Why do teens forward nasty messages on WhatsApp?

Cyber aggressive behaviors, such as the forwarding of nasty messages, frequently take place in teenagers’ WhatsApp groups. A study published in Social Development examines why teens engage in such behaviors. Results show that perceived pressure to engage in group behavior is an important explanation for cyber aggressive behavior.

Take aways

  • The more teens identify with their peers in a WhatsApp group, the more likely they are to go along with the behaviors of these peers.
  • Teens go along with cyber aggressive behaviors (such as forwarding nasty messages) because they perceive pressure to do so.
  • Reducing teens' sense of social identification with their peers in a WhatsApp group could be an effective strategy to reduce their conformance with group behavior. Intervention developers could use this strategy to reduce cyber-aggressive behavior among teens.

Study information

  • Who?

    647 teenagers between 10 and 16 years old (mean age: 12.9 years old, 51.5% boys)

  • Where?

    The Netherlands

  • How?

    The participants completed a survey in which they answered questions about one of their existing WhatsApp groups.

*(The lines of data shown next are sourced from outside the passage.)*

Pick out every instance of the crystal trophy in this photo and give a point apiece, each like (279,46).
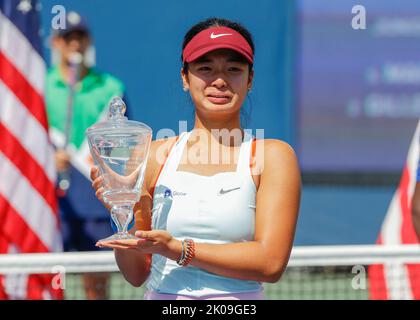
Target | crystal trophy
(120,148)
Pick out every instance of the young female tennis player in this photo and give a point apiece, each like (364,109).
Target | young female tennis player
(218,210)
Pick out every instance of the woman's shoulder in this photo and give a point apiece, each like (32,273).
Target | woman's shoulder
(274,152)
(276,146)
(159,150)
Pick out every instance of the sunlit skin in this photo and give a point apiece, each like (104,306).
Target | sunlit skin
(218,84)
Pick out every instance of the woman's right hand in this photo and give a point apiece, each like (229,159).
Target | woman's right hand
(97,184)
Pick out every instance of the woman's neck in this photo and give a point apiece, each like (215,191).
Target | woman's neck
(228,133)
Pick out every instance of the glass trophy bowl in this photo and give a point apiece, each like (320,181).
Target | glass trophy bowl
(120,148)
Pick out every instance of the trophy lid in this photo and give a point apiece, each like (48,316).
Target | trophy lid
(117,122)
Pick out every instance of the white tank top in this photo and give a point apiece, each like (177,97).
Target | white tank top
(208,209)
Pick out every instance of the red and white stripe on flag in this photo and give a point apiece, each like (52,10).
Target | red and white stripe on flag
(28,210)
(396,280)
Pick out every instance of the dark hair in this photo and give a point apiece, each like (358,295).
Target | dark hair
(217,22)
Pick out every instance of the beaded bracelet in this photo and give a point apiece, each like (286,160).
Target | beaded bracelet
(187,253)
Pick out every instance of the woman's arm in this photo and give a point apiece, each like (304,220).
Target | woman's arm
(134,264)
(263,259)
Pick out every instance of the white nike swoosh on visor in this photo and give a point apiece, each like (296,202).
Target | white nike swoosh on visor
(214,36)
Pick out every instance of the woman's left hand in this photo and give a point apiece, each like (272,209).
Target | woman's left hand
(148,242)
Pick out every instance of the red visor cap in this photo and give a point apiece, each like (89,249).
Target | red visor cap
(217,38)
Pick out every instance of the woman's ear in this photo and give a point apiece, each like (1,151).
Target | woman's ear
(185,82)
(250,79)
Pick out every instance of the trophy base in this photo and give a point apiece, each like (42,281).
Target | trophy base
(118,236)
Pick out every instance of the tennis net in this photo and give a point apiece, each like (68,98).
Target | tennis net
(314,272)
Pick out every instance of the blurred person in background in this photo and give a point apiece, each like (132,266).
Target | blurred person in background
(77,96)
(416,205)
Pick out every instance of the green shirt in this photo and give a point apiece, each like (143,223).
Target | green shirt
(91,97)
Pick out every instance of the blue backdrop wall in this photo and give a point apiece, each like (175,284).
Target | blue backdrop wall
(140,43)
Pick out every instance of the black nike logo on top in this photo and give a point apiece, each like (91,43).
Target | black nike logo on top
(226,191)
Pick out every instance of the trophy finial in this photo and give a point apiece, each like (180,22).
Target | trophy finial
(117,109)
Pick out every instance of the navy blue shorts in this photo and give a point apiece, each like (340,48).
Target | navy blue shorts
(81,235)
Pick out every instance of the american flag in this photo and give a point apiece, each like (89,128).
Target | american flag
(398,281)
(28,210)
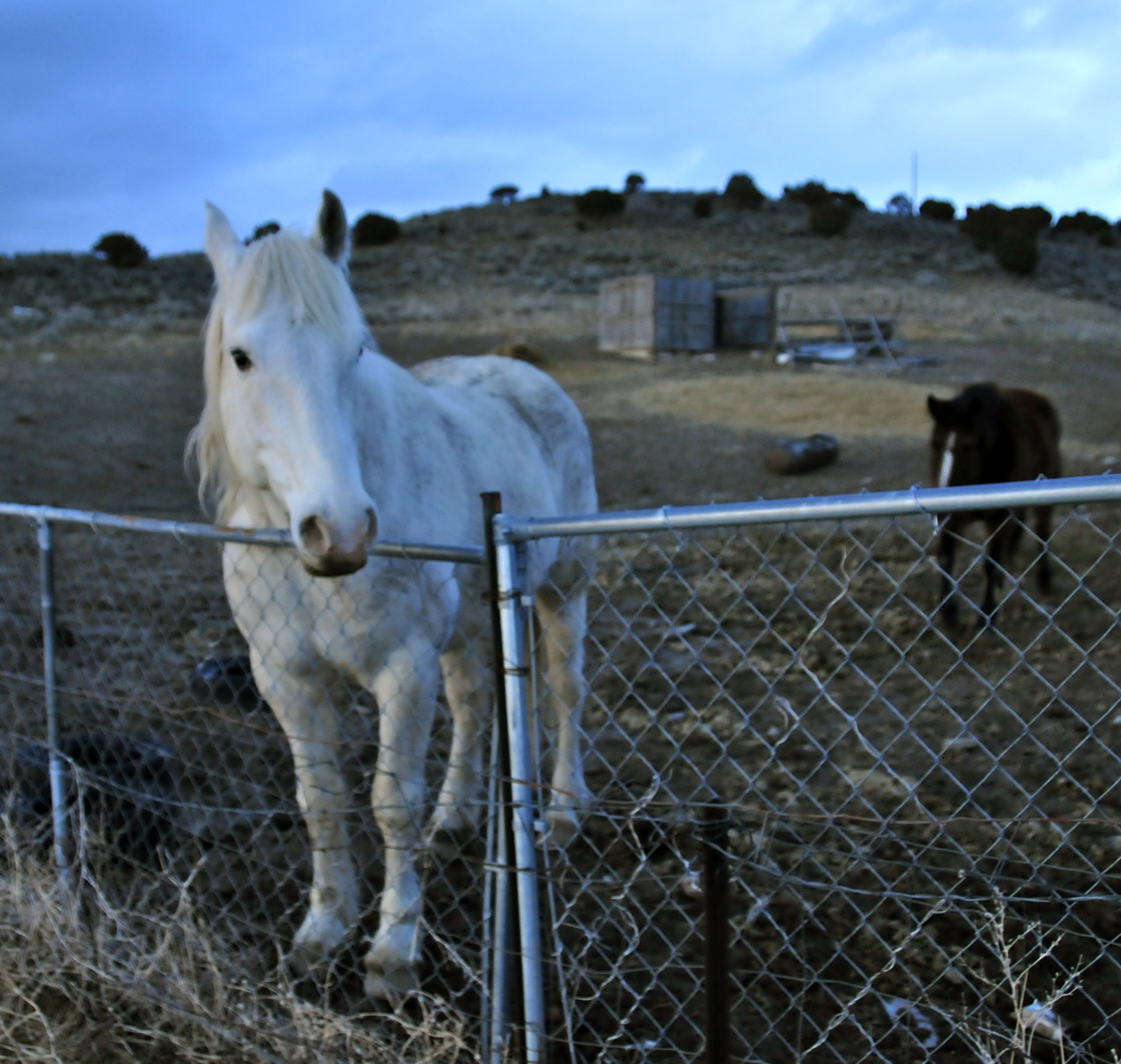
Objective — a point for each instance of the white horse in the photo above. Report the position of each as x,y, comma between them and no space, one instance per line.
307,425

These questions were about social identification with the WhatsApp group members (for example, “I feel a bond with [WhatsApp group]”, perceived social pressure to conform (for example, “I have felt pressured by [WhatsApp group] to forward a picture on WhatsApp of someone that I know without their permission”, and actual conformity to WhatsApp group norms (for example, “I have forwarded a picture of someone that I know without their permission because [WhatsApp group] urged me”.

Facts and findings

  • WhatsApp was the most frequently used social media platform among the teens who participated in this study.
  • The majority of the teens (roughly 80%) reported that cyber aggression had occurred in their WhatsApp group at least once.
  • Teens who judged their WhatsApp group as highly important to them, perceived more pressure to conform to group norms than teens who judged their group as less important.
  • This perceived pressure to conform led to actual conformity to cyber aggressive behaviors.